# Weird Swallowing



## kristiemarie (Oct 7, 2013)

So I'm almost 3 weeks post surgery and my dermabond is off and my incision is healing nicely...I figured the internal swelling would be gone. But I get this weird swallowing thing where it feels like I'm swallowing a rock. It's not all the time. I assume it's swelling and the surgeon told me not to worry and it might be there for another week or so. I'm worried it's scar tissue because it seems to be worse when I tip my head back to drink.
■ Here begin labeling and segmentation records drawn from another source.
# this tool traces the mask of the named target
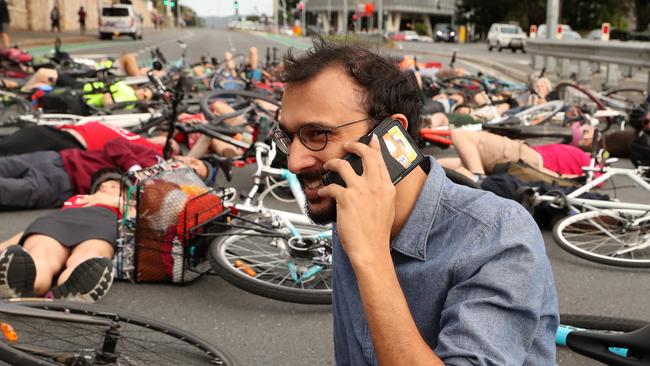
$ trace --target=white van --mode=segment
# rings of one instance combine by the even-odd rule
[[[512,52],[526,52],[526,33],[518,25],[494,23],[488,32],[488,51],[494,47],[501,52],[510,48]]]
[[[142,39],[142,18],[133,5],[104,5],[99,13],[99,38],[111,39],[127,35]]]

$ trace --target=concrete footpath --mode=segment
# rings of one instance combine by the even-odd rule
[[[89,30],[86,34],[79,32],[31,32],[31,31],[10,31],[11,45],[18,45],[20,48],[35,46],[53,46],[57,37],[63,44],[83,43],[96,41],[98,39],[96,30]]]

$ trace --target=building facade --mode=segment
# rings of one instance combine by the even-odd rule
[[[371,14],[364,12],[366,4],[372,4]],[[308,26],[327,33],[344,32],[346,25],[350,30],[376,30],[382,11],[385,32],[423,23],[431,34],[435,24],[453,23],[456,6],[454,0],[306,0],[306,9]]]
[[[11,15],[11,29],[30,31],[49,31],[50,12],[56,5],[61,14],[61,30],[79,30],[79,8],[86,11],[86,28],[99,27],[99,11],[102,5],[119,1],[111,0],[7,0]],[[136,12],[142,16],[143,26],[152,27],[153,6],[148,0],[131,1]]]

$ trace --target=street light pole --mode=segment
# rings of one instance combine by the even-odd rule
[[[379,34],[384,35],[384,0],[378,0],[377,4],[377,27]]]
[[[300,25],[302,26],[302,36],[307,35],[307,0],[302,0],[302,14],[300,14]]]
[[[280,33],[279,32],[279,26],[280,25],[278,24],[278,21],[279,21],[279,19],[278,19],[278,11],[280,11],[280,9],[278,9],[278,4],[279,4],[278,0],[273,0],[273,24],[275,24],[275,34]]]
[[[348,32],[348,0],[343,0],[343,31]]]
[[[560,0],[546,0],[546,39],[555,39],[560,18]]]
[[[327,31],[332,26],[332,0],[327,0]]]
Immediately following surgery, my swallowing was fantastic. No lump or that forced feeling I had prior. And now it's worse.  Please tell me it goes away.
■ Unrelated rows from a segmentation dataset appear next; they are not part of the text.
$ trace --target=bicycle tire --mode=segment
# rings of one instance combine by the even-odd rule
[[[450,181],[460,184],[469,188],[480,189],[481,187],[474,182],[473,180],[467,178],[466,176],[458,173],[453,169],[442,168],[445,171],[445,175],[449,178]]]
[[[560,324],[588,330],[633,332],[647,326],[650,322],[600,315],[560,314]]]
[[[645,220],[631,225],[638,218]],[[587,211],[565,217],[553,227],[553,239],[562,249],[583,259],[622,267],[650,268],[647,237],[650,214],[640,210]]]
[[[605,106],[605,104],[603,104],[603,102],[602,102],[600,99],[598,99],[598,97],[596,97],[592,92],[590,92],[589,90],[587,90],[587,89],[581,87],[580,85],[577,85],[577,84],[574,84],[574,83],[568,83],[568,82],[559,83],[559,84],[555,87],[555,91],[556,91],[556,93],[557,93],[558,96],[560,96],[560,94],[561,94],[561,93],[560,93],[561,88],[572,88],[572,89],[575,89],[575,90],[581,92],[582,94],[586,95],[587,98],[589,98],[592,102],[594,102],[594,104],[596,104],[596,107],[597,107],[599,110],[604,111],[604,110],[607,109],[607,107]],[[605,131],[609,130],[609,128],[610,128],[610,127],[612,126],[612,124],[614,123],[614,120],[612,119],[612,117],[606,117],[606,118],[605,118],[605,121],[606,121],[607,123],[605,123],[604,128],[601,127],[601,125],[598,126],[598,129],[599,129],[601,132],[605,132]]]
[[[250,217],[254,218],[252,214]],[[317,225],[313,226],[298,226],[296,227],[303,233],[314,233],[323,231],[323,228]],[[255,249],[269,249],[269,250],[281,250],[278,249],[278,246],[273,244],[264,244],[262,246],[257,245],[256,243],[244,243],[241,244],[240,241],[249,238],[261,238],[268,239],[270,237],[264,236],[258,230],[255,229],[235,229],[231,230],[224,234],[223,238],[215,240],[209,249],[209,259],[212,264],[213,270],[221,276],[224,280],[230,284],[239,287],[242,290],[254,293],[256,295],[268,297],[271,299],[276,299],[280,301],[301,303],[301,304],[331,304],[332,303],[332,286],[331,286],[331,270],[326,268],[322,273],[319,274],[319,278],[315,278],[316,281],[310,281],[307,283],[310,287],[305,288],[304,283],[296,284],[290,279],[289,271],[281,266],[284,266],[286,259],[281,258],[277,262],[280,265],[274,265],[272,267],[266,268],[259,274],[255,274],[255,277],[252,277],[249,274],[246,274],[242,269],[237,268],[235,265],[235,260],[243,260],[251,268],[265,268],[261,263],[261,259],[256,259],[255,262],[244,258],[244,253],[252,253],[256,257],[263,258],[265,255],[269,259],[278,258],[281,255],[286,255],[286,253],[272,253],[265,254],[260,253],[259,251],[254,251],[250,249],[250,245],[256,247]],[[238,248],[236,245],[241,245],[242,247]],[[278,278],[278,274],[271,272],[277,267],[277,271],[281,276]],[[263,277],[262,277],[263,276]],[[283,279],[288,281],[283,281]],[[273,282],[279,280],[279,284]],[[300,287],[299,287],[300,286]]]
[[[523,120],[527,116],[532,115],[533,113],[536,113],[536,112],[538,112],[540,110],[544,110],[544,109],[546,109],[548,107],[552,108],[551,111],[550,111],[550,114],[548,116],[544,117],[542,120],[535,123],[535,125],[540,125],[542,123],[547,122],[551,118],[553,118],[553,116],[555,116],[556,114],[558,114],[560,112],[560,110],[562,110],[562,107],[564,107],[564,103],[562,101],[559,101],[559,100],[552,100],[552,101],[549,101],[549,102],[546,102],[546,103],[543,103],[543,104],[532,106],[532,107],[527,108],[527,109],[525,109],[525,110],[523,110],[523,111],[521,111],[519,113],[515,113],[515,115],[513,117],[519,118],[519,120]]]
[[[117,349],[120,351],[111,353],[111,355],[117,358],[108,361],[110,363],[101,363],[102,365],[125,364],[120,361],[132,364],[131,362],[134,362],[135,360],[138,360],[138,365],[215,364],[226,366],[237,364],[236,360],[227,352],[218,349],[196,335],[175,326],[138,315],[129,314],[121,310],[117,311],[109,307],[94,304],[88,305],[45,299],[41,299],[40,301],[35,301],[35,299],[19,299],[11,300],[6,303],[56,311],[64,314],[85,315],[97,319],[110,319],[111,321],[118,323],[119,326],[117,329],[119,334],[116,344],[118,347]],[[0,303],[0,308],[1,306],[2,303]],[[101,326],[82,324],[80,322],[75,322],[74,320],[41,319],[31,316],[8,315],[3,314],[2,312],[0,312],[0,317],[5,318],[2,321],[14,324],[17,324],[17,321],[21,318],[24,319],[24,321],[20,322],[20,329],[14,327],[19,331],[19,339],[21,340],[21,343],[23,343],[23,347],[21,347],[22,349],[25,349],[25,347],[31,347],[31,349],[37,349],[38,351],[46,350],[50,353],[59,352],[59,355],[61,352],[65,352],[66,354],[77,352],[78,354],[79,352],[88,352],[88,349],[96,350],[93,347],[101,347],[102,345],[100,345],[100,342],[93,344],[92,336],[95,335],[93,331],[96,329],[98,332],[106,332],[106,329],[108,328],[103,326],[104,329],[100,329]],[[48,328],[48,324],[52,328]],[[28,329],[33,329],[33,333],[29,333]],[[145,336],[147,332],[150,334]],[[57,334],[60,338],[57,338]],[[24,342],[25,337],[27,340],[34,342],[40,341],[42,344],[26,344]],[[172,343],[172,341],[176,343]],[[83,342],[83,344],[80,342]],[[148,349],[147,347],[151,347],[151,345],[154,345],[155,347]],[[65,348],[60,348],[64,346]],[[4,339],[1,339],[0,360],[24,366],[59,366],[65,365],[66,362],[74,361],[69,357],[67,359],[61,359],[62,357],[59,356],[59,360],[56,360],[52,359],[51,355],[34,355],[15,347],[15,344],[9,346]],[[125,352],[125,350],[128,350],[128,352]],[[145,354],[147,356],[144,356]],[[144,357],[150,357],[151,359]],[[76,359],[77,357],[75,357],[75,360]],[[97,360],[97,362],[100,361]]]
I'm struggling with the weight gain (5 lbs already!) and the emotional/tiredness of post op and I don't need this too.


----------



## joplin1975 (Jul 21, 2011)

It does. Or, it did for me. I could swallow fine, but every once in a while, it felt like my throat was being all stretched out and just weird.

It took a good three months for that "stretchy" feeling to of go away completely.


----------



## StormFinch (Nov 16, 2012)

Think about it this way, you've had nerves and muscles cut in there as well as other structures disturbed and they're not particularly happy about it. Tissues swell, and there is probably going to be some shifting since there's an empty space where your thyroid used to reside. It's going to take time for everything to get back to normal, and it's going to feel strange for awhile.

I too got the "I just swallowed a large rock" sensation, along with brief episodes of feeling like I couldn't swallow at all. It took several months, but everything is pretty well back to normal. I still notice a bit of difference in my swallowing and _swear_ it's louder than it was, but then I've always been somewhat hyper sensitive when it comes to my body.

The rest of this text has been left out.